Experience of a Cynical Newspaperman

            My attitude toward receiving compliments will be colored, to my dying day, by two decades of working for a newspaper. For more than half the time I was an editor with the power to determine which stories got written. In that position, there was a pretty simple rule about compliments. At least 98 percent of the time you got one, it would soon be followed by a request for a favor and ha to be considered insincere.
            As the proud author of a book, I’m not dealing with favor-seekers anymore, but with well-meaning friends. And the first consideration in evaluating their compliments is to remember that almost no friend is going to tell you your book is a piece of crap and you just made a public jackass of yourself by publishing it. So when they tell you they loved it, what do they mean?
            You can go nuts obsessing about that, and I try not to. But I have, for whatever it’s worth, come up with a few rules of thumb for evaluating praise. If someone says, “I loved your book,” then changes the subject, it may mean they didn’t like it (or didn’t read it) but felt they had to say something nice. Or it could mean they did like it but are uncomfortable giving a compliment. I give the friend the benefit of the doubt and assume the latter but try not to assign much weight to it.

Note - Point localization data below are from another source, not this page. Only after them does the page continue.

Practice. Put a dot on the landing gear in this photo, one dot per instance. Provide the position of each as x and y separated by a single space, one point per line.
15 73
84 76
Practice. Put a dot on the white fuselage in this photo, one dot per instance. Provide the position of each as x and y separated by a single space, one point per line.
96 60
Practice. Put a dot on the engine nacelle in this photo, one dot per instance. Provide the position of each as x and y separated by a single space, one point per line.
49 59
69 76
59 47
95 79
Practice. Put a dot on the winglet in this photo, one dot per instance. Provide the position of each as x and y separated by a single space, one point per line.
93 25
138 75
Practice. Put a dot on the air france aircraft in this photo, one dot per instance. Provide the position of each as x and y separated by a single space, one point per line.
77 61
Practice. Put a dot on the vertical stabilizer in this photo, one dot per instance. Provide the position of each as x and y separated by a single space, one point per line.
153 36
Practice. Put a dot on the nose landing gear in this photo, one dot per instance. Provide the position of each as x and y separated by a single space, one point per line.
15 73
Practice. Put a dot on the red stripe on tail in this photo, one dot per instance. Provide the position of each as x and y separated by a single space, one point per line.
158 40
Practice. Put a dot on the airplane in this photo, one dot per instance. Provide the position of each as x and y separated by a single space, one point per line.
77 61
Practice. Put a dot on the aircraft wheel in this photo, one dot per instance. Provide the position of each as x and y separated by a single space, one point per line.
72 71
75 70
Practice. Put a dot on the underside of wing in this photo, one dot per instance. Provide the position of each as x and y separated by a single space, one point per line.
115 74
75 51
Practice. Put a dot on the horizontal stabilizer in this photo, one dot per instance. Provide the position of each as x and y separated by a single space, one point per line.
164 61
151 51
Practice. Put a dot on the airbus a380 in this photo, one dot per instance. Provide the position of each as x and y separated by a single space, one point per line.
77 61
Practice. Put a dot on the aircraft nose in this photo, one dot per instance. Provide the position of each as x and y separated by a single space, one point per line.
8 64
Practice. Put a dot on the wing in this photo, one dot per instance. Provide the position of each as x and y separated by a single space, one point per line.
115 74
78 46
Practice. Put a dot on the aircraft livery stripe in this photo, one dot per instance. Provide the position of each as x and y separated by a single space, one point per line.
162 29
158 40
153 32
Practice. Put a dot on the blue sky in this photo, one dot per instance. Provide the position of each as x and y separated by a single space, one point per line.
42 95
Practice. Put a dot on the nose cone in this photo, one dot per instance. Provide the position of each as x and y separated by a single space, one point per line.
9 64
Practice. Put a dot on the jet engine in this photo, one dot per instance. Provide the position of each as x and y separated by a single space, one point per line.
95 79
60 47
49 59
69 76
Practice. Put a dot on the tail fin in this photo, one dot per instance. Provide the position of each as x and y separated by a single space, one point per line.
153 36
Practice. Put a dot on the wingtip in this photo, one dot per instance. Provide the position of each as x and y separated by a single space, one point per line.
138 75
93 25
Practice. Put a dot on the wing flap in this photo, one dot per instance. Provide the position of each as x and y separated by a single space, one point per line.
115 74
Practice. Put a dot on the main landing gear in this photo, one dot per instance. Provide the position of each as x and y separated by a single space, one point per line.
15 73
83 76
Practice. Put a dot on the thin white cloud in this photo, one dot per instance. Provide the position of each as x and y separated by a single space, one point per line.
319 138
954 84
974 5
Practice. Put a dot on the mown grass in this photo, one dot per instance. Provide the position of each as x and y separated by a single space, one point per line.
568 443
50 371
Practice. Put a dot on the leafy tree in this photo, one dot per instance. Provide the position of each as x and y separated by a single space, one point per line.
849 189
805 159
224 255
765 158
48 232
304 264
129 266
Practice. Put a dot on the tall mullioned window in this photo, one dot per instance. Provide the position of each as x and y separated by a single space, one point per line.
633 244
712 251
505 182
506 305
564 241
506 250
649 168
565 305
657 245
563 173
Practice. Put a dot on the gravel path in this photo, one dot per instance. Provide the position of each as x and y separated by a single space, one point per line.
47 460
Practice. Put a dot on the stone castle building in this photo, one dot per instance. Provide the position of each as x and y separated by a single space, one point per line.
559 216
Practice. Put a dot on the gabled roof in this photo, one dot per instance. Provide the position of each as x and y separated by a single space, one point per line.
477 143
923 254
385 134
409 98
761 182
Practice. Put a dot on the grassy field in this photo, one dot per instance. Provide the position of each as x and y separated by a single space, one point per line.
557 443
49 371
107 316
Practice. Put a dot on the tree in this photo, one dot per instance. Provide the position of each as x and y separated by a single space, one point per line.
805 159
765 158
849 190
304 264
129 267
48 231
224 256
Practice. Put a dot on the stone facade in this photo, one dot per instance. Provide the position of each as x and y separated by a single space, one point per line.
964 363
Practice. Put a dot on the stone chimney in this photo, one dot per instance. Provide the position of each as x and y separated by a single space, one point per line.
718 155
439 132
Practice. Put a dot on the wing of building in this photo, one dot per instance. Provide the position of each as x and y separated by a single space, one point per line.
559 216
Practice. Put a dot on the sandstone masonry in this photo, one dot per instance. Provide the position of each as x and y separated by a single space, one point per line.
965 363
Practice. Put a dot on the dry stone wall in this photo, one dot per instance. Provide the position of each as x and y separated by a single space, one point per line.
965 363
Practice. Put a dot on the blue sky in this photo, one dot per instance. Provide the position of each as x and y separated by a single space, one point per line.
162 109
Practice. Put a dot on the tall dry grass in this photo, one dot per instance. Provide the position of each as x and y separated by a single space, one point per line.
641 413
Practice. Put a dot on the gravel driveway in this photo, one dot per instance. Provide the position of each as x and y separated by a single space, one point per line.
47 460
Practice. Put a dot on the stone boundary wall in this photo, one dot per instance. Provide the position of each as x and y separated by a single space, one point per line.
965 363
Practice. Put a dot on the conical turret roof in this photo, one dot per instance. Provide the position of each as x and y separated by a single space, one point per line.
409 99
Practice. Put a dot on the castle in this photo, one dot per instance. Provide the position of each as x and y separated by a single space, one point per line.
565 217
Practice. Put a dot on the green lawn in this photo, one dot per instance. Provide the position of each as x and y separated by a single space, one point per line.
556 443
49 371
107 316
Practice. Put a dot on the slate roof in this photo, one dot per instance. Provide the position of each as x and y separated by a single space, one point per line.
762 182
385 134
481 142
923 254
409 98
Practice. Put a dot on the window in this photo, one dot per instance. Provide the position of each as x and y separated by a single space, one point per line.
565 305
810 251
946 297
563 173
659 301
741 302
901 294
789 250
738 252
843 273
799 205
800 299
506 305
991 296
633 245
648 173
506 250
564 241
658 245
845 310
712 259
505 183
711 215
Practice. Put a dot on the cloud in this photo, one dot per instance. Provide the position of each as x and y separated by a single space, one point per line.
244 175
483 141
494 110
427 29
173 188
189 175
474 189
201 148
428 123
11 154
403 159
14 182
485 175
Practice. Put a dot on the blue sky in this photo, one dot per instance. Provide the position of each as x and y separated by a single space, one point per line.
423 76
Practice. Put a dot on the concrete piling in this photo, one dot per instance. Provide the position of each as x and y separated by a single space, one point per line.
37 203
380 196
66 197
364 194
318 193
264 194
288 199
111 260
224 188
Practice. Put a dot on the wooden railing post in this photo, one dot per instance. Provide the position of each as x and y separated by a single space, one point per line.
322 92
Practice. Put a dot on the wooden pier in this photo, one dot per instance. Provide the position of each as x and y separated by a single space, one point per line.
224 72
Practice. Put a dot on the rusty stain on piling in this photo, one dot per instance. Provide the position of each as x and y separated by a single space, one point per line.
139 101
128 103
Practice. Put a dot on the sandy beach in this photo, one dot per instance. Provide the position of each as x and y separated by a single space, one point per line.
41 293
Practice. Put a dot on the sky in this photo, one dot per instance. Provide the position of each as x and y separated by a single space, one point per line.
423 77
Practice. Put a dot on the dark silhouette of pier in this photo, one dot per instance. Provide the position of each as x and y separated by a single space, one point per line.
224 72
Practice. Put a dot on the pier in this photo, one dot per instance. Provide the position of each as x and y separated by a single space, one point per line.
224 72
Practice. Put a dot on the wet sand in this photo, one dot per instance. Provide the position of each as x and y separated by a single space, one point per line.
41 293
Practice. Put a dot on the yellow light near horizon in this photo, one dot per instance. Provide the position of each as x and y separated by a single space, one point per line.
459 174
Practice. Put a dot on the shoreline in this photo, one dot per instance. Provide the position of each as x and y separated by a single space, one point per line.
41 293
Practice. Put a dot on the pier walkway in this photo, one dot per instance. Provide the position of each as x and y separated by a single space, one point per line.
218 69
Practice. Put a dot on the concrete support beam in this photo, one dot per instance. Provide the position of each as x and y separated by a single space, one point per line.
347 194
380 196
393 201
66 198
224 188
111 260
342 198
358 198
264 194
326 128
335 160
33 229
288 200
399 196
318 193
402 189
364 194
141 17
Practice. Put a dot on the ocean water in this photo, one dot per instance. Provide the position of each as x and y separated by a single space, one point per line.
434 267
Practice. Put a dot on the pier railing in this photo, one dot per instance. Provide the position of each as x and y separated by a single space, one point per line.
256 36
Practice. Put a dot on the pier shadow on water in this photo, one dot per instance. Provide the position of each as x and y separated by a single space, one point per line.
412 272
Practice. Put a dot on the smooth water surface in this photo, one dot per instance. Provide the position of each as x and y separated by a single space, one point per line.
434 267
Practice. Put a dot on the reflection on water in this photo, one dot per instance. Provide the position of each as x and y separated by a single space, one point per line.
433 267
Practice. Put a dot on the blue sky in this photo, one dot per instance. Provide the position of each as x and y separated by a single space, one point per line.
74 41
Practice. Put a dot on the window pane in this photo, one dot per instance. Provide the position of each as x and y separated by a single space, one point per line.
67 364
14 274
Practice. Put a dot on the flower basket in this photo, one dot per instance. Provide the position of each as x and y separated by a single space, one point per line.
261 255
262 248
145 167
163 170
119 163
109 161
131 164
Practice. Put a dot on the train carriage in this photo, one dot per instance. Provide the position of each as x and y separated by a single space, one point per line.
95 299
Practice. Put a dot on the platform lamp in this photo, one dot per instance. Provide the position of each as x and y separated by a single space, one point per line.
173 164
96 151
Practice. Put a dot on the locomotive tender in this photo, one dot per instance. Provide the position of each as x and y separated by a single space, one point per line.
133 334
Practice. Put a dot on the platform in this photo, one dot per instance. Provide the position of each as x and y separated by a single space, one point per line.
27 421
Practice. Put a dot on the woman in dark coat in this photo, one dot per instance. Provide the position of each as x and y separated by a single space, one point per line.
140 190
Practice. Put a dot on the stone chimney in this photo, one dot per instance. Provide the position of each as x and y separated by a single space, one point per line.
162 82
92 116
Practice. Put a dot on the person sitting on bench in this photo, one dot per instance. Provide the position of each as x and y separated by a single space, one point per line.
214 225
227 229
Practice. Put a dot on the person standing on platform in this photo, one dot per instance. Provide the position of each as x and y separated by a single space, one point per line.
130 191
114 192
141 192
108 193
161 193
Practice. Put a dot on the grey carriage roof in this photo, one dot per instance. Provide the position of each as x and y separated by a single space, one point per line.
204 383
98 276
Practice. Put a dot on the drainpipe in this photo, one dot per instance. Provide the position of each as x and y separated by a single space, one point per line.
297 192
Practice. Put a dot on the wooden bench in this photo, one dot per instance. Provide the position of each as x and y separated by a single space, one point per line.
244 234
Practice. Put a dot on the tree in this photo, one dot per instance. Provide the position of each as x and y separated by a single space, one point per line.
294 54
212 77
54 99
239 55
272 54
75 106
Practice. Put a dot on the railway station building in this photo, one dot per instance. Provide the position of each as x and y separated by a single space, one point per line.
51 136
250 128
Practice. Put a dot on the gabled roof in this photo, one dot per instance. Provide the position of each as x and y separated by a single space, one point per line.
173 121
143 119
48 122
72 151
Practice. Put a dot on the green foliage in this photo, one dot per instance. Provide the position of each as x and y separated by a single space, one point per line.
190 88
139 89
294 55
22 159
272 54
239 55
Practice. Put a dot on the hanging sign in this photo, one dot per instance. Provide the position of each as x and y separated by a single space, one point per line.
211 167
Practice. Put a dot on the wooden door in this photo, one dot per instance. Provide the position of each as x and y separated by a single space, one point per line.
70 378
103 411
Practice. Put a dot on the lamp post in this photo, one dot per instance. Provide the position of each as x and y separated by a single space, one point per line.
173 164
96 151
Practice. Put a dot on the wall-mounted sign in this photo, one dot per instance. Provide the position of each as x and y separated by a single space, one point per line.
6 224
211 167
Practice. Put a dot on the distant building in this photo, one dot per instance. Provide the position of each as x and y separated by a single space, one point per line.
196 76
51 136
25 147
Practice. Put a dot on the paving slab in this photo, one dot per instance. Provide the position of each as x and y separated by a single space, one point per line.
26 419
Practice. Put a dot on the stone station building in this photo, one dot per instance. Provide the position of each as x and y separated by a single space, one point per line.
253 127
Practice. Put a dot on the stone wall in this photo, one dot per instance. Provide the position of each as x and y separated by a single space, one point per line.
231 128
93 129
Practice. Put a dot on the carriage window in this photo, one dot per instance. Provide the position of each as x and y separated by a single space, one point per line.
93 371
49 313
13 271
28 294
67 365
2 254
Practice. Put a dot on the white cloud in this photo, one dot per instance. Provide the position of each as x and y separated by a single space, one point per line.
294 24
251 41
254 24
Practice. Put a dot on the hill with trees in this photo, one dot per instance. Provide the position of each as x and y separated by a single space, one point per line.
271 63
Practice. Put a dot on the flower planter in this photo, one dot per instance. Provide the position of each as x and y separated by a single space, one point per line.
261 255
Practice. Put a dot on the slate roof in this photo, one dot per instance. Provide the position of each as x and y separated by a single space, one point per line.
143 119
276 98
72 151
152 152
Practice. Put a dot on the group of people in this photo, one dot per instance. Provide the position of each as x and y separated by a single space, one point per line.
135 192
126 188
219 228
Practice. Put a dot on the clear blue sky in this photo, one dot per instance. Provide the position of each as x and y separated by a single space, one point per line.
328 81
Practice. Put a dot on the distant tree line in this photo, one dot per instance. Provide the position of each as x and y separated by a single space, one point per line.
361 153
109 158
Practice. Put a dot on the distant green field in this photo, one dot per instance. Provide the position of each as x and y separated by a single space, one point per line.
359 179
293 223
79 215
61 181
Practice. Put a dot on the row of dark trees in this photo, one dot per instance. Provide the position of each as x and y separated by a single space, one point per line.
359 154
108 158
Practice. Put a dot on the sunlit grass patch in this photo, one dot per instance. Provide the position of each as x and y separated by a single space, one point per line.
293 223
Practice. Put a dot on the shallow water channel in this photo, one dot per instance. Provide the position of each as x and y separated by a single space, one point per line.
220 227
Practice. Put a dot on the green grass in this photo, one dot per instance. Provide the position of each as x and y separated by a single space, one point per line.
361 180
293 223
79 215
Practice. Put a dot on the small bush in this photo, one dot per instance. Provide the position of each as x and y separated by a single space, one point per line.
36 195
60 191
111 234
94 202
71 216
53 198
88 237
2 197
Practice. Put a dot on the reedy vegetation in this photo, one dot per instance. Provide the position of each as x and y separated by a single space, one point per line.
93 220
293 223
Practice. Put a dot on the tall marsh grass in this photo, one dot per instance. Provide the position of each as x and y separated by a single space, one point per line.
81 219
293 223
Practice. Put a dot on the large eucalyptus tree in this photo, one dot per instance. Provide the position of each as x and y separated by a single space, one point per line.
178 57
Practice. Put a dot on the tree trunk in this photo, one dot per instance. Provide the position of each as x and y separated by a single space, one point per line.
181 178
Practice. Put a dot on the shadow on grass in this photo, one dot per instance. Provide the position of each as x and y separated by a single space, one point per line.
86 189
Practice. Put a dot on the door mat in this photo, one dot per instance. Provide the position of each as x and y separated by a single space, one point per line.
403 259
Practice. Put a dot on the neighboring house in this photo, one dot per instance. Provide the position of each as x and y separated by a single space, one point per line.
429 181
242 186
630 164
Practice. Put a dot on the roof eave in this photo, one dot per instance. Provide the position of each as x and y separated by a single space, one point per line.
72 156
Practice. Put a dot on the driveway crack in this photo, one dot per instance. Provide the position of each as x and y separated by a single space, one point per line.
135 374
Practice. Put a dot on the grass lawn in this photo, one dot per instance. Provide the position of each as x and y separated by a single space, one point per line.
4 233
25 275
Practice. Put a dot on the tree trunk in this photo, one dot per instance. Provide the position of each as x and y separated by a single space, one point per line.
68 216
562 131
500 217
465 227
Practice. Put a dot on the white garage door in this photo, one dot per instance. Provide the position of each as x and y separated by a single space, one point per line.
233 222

The Compliments That Resonate

            What really gets my attention is when the compliment is followed by further discussion of the book. If the compliment is followed, for example, by a number of questions about the book, how I got the ideas for it, how long it took to write, etc., I figure that’s probably an expression of genuine interest and take the compliment more seriously.
            Better yet is when the person who compliments the book talks about its content in some detail and with genuine perception. Last week I got a call from one of Linda’s friends, who wanted to say she enjoyed the book and went on to talk about some of the details she liked in Chapter 7. They were details I felt I had nailed, so the compliment was particularly meaningful.
            Best of all, of course, are the rare compliments from total strangers. A woman in the Minneapolis-St. Paul area, who has never met me, wrote on a blog that she had read The McHenry Inheritance while recovering from a major surgery, had really enjoyed it, and planned to recommend it to her book club. Now that’s a compliment you can take to the bank.